One day after the Supreme Court denied a prosecutors’ appeal of Yunlin County Commissioner Su Chih-fen’s (蘇治芬) acquittal on corruption charges, Su posted scathing comments on her Facebook describing the Yunlin County Prosecutors’ Office as cronies of an unjust government.
Su, a member of the Democratic Progressive Party, was in November 2008 charged by prosecutors with accepting NT$5 million (US$151,000) in bribes to speed up the approval of a landfill project in the county by skipping an environmental assessment.
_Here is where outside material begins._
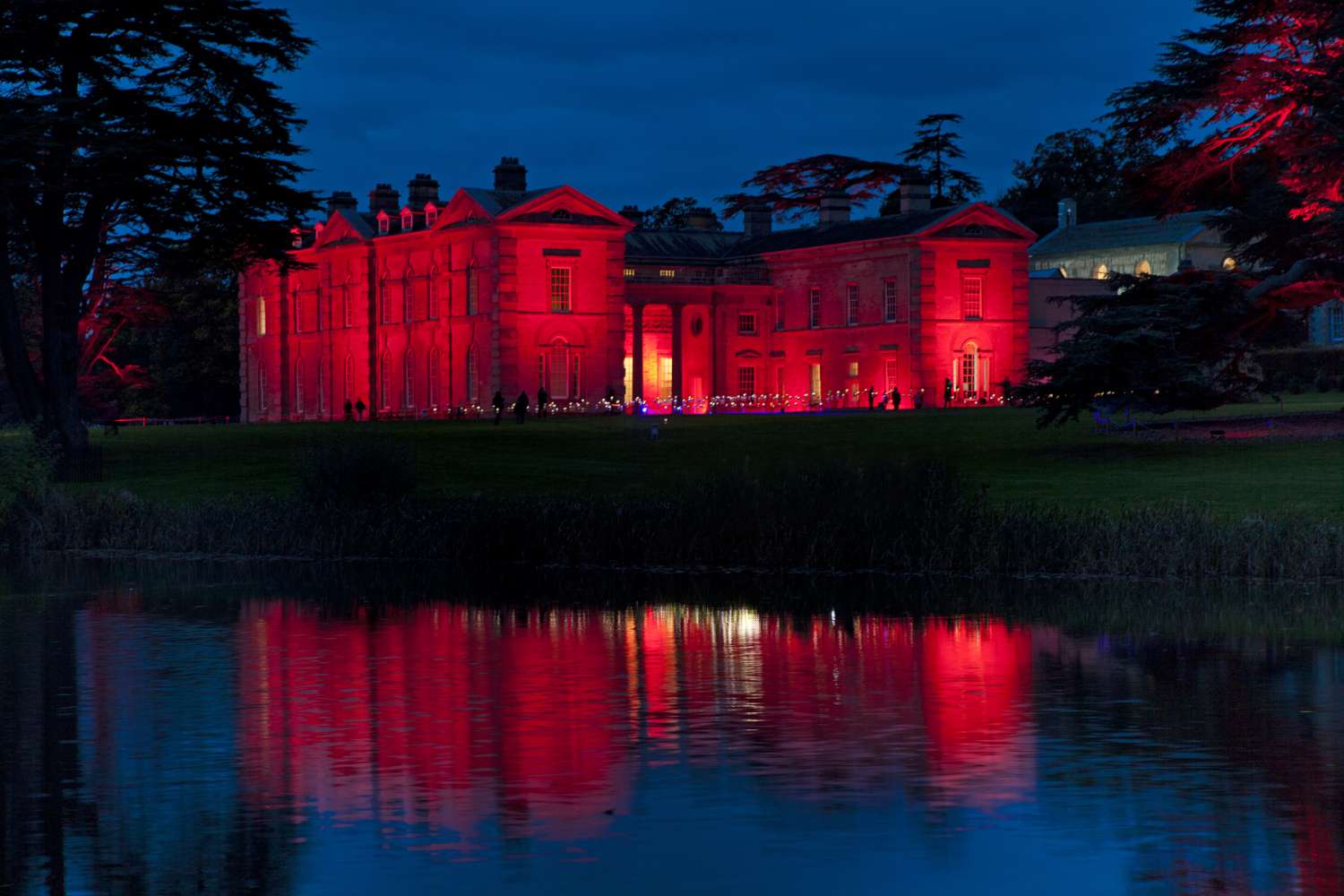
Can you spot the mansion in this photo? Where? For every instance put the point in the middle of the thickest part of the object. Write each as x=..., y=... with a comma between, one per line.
x=427, y=306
The prosecutors had called for Su to be given a 15-year sentence and an eight-year suspension of civil rights.
She was acquitted in the first and second ruling.
Photo: Chan Shih-hung, Taipei Times
“The prosecutors’ office sent seven prosecutors and indicted me as a felon on charges of graft and corruption, asking for 15 years in prison and the removal of my civil rights for eight years,” Su said in her Facebook post on Friday.
Su once led an 11-day hunger strike to protest against what she said was political persecution.
“They mentioned my family and what they had contributed to the country during the process of its democratization, but my parents and my younger brother were all imprisoned wrongfully,” Su said. “They wanted me dead; I would rather be dead than hear them defile the name of my family with their mouths.”
Su said that her father, Su Tung-chi (蘇東啟), was taken away in the middle of night during the White Terror era, when she was only eight years old.
The Martial Law era, which lasted from 1949 to 1987, served as a tool of the government to oppress the people and the democracy movement then, and her father’s arrest was only the beginning of a long nightmare, Su wrote as she listed the many torments her family had undergone.
Su said that during the past four years, she had never had a moment of peace and she was heavy of heart because the unjust government ran unchecked, adding that the many divisions within Taiwan’s society and the inability of people to come to terms filled the nation with despair.
“The Taiwan I have seen in the past four years is one where ignorance reigns supreme and the enlightenment of a solution is hard to find,” Su wrote, adding that the burden the nation bore was saddening.
In response to her post, a number of netizens voiced their support for Su, thanking her family for the sacrifices they made for the democratization of Taiwan while some called her brave, even branding her “Taiwan’s Aung San Suu Kyi.”